Shoah s’ouvre sur un mensonge par omission. Dans la liste de ceux qui ont rendu possible, notamment sur le plan financier, la réalisation de ce film, Lanzmann se garde bien d’indiquer le premier de ses commanditaires : l’État d’Israël ; Menahem Begin en personne avait commencé par débloquer quatre-vingt-cinq mille dollars pour ce qu’il appelait un « projet d’intérêt national juif »[11]. Lanzmann a utilisé des supercheries matérielles ou verbales de toutes sortes pour tromper soit certaines personnes interviewées, soit le spectateur. Auprès de ses « témoins » allemands, il s’est parfois présenté « au nom d’un institut désireux de rétablir la vérité sur le prétendu génocide des juifs européens. [...] L’argent a décidé les hésitants [12]. » Il semble avoir usurpé un titre de «docteur » et utilisé le nom de « Dr Sorel » auprès du « témoin » Walter Stier. Son «témoin » numéro 1 est le coiffeur Abraham Bomba ; dans une scène « criante de vérité», on voit Bomba officier dans sa boutique et reproduire sur la chevelure d’un client les gestes qu’il avait, paraît-il, pour couper « dans la chambre à gaz de Treblinka » les cheveux des victimes. Esbroufe là encore : Bomba était coiffeur à New York, il avait pris sa retraite en Israël et c’est là que Lanzmann avait loué une boutique et procédé à toute une mise en scène en accord avec Bomba [13].

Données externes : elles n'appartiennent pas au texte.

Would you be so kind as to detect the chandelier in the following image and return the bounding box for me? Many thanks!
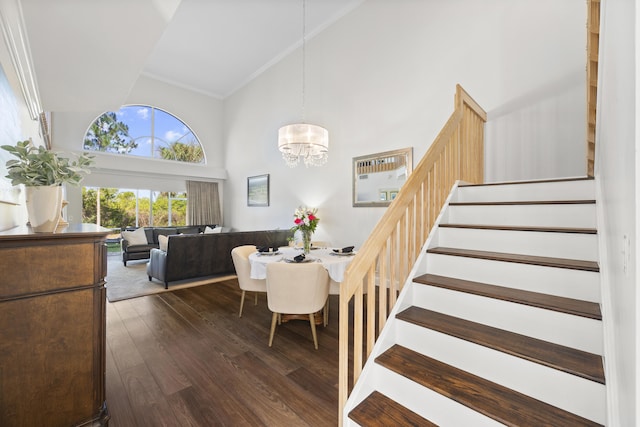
[278,0,329,167]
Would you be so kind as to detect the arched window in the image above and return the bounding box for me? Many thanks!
[84,105,204,163]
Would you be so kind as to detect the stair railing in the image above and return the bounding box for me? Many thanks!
[338,85,487,425]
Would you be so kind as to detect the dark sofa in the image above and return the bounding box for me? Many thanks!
[121,225,216,267]
[147,230,292,288]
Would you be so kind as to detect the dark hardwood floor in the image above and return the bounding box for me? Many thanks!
[106,280,338,427]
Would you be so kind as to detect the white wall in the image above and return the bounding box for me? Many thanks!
[595,0,640,426]
[224,0,586,246]
[0,43,42,231]
[52,77,227,221]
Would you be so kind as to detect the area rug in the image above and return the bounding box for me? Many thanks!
[105,254,237,302]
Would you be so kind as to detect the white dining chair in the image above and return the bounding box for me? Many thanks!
[231,245,267,317]
[267,262,329,350]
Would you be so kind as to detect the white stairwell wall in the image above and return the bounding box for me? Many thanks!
[343,180,607,426]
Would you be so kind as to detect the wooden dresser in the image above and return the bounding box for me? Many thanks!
[0,224,109,427]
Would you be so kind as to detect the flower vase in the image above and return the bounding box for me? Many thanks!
[25,185,62,233]
[302,230,312,255]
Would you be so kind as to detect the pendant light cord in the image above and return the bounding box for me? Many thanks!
[302,0,307,123]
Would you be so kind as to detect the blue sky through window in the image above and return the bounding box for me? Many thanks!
[86,105,204,163]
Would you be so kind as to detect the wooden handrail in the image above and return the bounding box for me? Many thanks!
[338,85,487,425]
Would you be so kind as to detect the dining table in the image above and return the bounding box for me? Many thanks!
[249,246,356,283]
[249,246,356,325]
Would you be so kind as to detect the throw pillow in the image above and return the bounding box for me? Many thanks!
[158,234,169,252]
[122,227,149,246]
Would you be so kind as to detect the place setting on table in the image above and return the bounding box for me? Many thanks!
[249,246,357,282]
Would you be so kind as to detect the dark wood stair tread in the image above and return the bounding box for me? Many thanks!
[427,247,600,272]
[376,344,600,426]
[449,199,596,206]
[349,391,437,427]
[396,307,605,384]
[413,274,602,320]
[438,224,598,234]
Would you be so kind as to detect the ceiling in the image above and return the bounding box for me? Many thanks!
[19,0,364,111]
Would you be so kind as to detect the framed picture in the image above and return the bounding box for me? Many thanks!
[247,174,269,206]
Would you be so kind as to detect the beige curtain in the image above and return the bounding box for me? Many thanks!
[187,181,222,225]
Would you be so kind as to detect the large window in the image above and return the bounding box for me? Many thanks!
[84,105,204,163]
[82,187,187,229]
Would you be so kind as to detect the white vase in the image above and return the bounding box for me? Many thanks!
[25,185,62,233]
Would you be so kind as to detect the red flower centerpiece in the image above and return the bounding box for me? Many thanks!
[291,206,320,254]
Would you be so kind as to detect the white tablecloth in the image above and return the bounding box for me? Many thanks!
[249,248,353,282]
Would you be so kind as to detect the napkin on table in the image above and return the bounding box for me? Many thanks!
[333,246,354,254]
[256,246,280,252]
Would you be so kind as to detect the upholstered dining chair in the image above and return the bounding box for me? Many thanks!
[231,245,267,317]
[267,262,329,350]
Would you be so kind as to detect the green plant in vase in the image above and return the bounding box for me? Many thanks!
[0,140,93,232]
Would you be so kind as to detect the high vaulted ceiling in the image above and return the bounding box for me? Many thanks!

Un salon de coiffure dans la chambre à gaz
Venons-en précisément aux « témoins » de Shoah. Il ne s’agit pas de témoins au sens juridique du terme. Aucun des « témoignages » n’est vérifié ni contrôlé. Aucun « témoin » n’est contre-interrogé. Aucun « témoignage » ne semble avoir été restitué sous sa forme intégrale et, sur trois cent cinquante heures de tournage, Lanzmann n’a de toute façon prélevé que près de neuf heures et demie. Les « témoignages » sont, de plus, systématiquement tronçonnés et on nous les livre par fragments, sur fond d’images arbitrairement choisies pour mettre le spectateur en condition.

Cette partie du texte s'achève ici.